Après avoir célébré l’image de la forêt-mer, un changement s’opère sur le discours figural de l’écrivain. Gracq parle, dans le chapitre 6 intitulé « La chapelle des abîmes », d’une forêt abri. Toute sa puissance créatrice est alors mise au service de cette nouvelle élaboration. Il n’oublie pas non plus d’emprunter ses matériaux aux composantes fondatrices de l’architecture. Ainsi le texte paraît comme une exposition des objets de l’habitation. Nous nous intéressons ici à relever les figures qui métaphorisent le lieu naturel en habitat. Nous sommes aussi curieux de savoir les raisons pour lesquelles Gracq change la visée de son discours. En deux pages et demie, plus précisément au début du chapitre, le romancier répète la même figure métaphorique mais avec une nuance très légère, tout en variant l’objet du transfert :

‘« Ces gorges dangereuses, ces rochers escarpés, voilés par les rideaux épais des bois, attirent son âme tourmentée. […] Autour d’Albert, les hautes murailles de la forêt sourcilleuse semblaient dévorer une partie considérable du ciel, […] Mais, au-dessous de cette symphonie grandiose, au ras des eaux tout était silence et douceur à l’abri du rempart impénétrable des arbres, entre lesquels s’élevaient de la rivière des colonnes d’une transparente et immobile fraîcheur. Tantôt la rivière […] éclatait à l’œil en larges plages lumineuses et scintillantes, et elle se resserrait en un étroit couloir entre de hautes murailles végétales, au sein desquelles elle paraissait s’échapper avec la fluidité d’une huile noire et verte, et s’adapter à la couleur sombre de ces parois profondes avec la malignité d’un piège naturel, […] Les colonnades réfléchies des arbres s’ordonnèrent comme de lourdes tours, lisses et lustrées comme le cuivre, […] Les rideaux des arbres se déchira sous l’eau »582.’

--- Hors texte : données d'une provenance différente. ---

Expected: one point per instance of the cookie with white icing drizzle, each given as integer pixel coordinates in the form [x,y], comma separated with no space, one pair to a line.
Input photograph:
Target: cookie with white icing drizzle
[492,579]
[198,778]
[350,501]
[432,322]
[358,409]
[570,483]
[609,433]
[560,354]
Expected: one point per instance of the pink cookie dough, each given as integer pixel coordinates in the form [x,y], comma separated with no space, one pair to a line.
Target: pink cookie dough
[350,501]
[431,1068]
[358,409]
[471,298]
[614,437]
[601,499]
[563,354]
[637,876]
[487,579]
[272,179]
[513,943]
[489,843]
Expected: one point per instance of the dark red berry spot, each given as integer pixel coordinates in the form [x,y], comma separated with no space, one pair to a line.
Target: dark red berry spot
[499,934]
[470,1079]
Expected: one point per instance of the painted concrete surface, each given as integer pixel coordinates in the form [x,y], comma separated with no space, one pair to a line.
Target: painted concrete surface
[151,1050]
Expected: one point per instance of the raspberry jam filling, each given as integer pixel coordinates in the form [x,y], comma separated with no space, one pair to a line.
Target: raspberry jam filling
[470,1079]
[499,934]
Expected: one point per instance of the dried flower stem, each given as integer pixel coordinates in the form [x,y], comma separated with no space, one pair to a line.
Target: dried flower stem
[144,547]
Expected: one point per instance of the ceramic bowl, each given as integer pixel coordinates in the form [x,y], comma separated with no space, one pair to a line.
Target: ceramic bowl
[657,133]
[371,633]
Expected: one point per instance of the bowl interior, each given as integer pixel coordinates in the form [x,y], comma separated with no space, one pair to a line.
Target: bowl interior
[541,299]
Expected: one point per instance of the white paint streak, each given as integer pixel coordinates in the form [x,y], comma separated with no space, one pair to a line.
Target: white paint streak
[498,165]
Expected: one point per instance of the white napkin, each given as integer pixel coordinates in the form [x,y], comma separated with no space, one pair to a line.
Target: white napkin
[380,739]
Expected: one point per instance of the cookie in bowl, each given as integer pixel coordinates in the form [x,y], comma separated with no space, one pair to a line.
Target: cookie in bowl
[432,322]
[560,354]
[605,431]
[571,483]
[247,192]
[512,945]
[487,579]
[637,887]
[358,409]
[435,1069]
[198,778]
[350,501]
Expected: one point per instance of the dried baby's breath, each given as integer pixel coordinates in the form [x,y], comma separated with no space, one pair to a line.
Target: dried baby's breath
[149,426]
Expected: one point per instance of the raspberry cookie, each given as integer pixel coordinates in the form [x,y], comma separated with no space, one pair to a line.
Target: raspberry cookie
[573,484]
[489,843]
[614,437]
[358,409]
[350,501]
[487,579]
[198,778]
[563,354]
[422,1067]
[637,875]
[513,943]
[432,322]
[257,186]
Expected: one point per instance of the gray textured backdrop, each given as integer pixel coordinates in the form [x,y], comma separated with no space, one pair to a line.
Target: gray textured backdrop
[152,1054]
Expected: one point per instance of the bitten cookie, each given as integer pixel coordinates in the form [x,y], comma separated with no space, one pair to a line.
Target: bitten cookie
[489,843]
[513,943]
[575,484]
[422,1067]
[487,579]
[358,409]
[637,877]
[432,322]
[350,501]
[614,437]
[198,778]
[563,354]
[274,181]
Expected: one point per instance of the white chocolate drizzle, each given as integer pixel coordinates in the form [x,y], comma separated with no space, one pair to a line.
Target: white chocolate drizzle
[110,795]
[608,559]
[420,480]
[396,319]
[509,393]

Le contenu de ce passage est caractérisé par l’opposition de deux isotopies génériques entrelacées, constituées par la récurrence des sèmes de la Nature et de l’architecture. Tous les autres sémèmes du contexte se trouvent également compatibles avec ces deux isotopies. Si à la première appartiennent les sémèmes « bois », « forêt », « eau(x) » à deux reprises, « arbres » à trois reprises, « rivière » à deux reprises, « végétales » et « verte », la deuxième comprend les sémèmes « rochers », « rideaux » à deux reprises, « murailles » à deux reprises, « abri », « rempart », « colonnes », « couloir », « paroi », « colonnades » et « tours ». En effet, le texte met sous nos yeux plusieurs métaphores fondées toutes sur la caractérisation du comparé de la vertu spécifique du comparant. Dans tous les exemples, la qualité est transférée de l’inanimé à l’animé. Nous lisons à titre d’exemple le bois en terme de rideaux épais ; forêt-hautes murailles ; arbres-abri du rempart ; colonnes transparentes reflétées dans l’eau, hautes murailles végétales, parois (dans ces trois derniers exemples, il s’agit des arbres : le comparé est effacé des phrases au seul profit du comparant.) ; rivière-étroit couloir ; arbres-colonnades réfléchies : cette métaphore est renforcée par une comparaison dont le comparant est « lourdes tours » ; arbres-rideaux. Si nous voulons mettre la lumière sur le fonctionnement de ces métaphores, nous trouvons qu’elles sont du type déterminatif. Elles procèdent ainsi : soit de façon mot métaphorique + prédicat adjectival + la préposition « de » + mot normal, soit prédicat adjectival + le mot métaphorique + la préposition « de » + le mot normal, soit in absentia. La présence de la préposition « de » s’avère nécessaire, car c’est elle qui assure l’articulation entre le déterminé et le déterminant, c’est-à-dire la cohésion de l’énoncé, même s’il n’y a pas de rapport logique entre les deux lexèmes comparés. Quant à l’adjectif, il exprime une position de choix. Tout cela renforce la fonction du processus métaphorique qui dirige le mouvement discursif du texte vers l’élaboration vraisemblable d’une forêt-édifice.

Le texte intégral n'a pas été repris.